Here's my favorite (by which I mean absolute least favorite) head-scratching bit of Hungarian grammar so far: the language distinguishes between sentences which are "definite" and "indefinite" with respect to the direct object of the sentence, if there is one. That is to say that Hungarian finds the statements "I see a house" and "I see the house" (in which the latter refers to a specific house and the former does not) to be different in a significant way, and this difference must be noted by a change in the grammar of the language. The unfortunate task of marking the distinction falls to the verb, and as such, all (transitive) Hungarian verbs have two conjugations: definite and indefinite. Quite annoyingly, Hungarians are generally not aware that they do this, nor are they able to explain it when confronted with the awkward reality that the verb "I see" in the aforementioned sentences is different: Látok egy házat, "I see a house." Látom a házat, "I see the house." This difference between definite and indefinite persists throughout the entire conjugation of the Hungarian verb.
My real gripe with this odd distinction is that it is totally meaningless and serves no ostensible purpose other than to complicate the language needlessly. To speak incorrectly and say Látok a házat will certainly betray your non-native proficiency, but in reality there is no lost information, no difference in actual meaning. It's simply that the language wants látom there, not látok, for reasons which are beyond my comprehension. [If a scholar of Hungarian has an explanation for this otherwise baffling grammatical anomaly, please do comment below.]

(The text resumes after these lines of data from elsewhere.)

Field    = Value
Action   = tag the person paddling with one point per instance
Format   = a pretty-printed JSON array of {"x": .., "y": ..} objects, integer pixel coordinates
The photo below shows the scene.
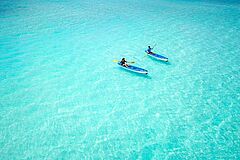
[
  {"x": 123, "y": 62},
  {"x": 149, "y": 50}
]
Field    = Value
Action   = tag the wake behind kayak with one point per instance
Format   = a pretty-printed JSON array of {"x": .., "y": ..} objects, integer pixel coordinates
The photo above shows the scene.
[{"x": 134, "y": 69}]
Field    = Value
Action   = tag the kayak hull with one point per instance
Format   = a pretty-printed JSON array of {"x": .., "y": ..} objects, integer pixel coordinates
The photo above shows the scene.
[{"x": 134, "y": 69}]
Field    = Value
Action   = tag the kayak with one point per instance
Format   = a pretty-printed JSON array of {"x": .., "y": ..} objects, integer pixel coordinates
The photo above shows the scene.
[
  {"x": 134, "y": 69},
  {"x": 157, "y": 56}
]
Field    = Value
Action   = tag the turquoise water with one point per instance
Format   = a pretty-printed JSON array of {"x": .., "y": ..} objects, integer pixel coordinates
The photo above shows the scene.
[{"x": 62, "y": 97}]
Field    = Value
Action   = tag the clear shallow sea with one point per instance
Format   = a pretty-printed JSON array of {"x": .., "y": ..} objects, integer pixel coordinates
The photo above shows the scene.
[{"x": 62, "y": 97}]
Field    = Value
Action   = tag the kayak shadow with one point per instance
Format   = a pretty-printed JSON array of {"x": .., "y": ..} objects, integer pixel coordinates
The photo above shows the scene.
[
  {"x": 135, "y": 74},
  {"x": 159, "y": 61}
]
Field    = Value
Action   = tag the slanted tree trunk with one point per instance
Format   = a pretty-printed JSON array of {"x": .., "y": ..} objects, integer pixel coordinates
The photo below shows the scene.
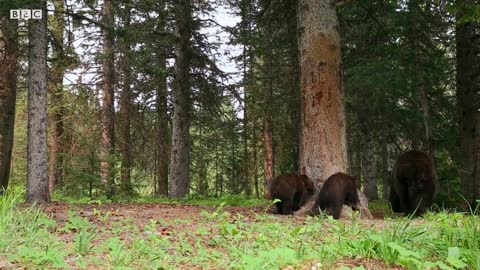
[
  {"x": 468, "y": 103},
  {"x": 125, "y": 112},
  {"x": 323, "y": 148},
  {"x": 180, "y": 154},
  {"x": 108, "y": 121},
  {"x": 56, "y": 96},
  {"x": 8, "y": 94},
  {"x": 37, "y": 153}
]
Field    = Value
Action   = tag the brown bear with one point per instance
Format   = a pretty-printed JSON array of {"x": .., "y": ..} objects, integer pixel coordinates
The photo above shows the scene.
[
  {"x": 293, "y": 190},
  {"x": 339, "y": 189},
  {"x": 414, "y": 183}
]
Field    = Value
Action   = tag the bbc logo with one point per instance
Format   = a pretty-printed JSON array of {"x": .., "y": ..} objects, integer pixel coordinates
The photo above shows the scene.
[{"x": 25, "y": 14}]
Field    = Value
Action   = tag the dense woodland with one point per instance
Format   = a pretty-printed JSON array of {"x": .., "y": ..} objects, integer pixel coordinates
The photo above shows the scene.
[{"x": 129, "y": 98}]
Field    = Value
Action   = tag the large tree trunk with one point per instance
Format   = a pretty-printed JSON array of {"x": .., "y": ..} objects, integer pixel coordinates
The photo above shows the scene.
[
  {"x": 125, "y": 112},
  {"x": 8, "y": 94},
  {"x": 56, "y": 91},
  {"x": 37, "y": 153},
  {"x": 108, "y": 113},
  {"x": 468, "y": 102},
  {"x": 323, "y": 148},
  {"x": 180, "y": 155}
]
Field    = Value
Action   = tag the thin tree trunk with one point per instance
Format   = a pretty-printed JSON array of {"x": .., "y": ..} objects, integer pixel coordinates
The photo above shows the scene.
[
  {"x": 468, "y": 102},
  {"x": 368, "y": 165},
  {"x": 246, "y": 157},
  {"x": 268, "y": 125},
  {"x": 56, "y": 91},
  {"x": 180, "y": 154},
  {"x": 125, "y": 112},
  {"x": 37, "y": 152},
  {"x": 108, "y": 121},
  {"x": 163, "y": 158},
  {"x": 162, "y": 140},
  {"x": 385, "y": 165},
  {"x": 323, "y": 148},
  {"x": 255, "y": 158},
  {"x": 8, "y": 94}
]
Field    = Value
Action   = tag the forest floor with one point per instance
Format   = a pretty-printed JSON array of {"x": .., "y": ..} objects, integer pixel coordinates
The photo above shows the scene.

Although my understanding of the language is still quite rudimentary, I nevertheless could cite several more examples demonstrating the utter chaos which is the Hungarian language. Every time I open my Hungarian grammar book, I'm immediately greeted with a new reason to close it. Still, it is quite an extraordinary way of communicating, and to me nothing short of a miracle that Hungary has held on to this unique language for so long. It would certainly be a shame if we ever lost it.
If you're curious as to what Hungarian sounds like, here's a random news broadcast. What do you think? To me it's sort of a mix of German and Slavic languages, although at the same time sounding distinctly like neither. It's definitely unique. So, how's my Hungarian coming? Not well, but I swear it's not my fault!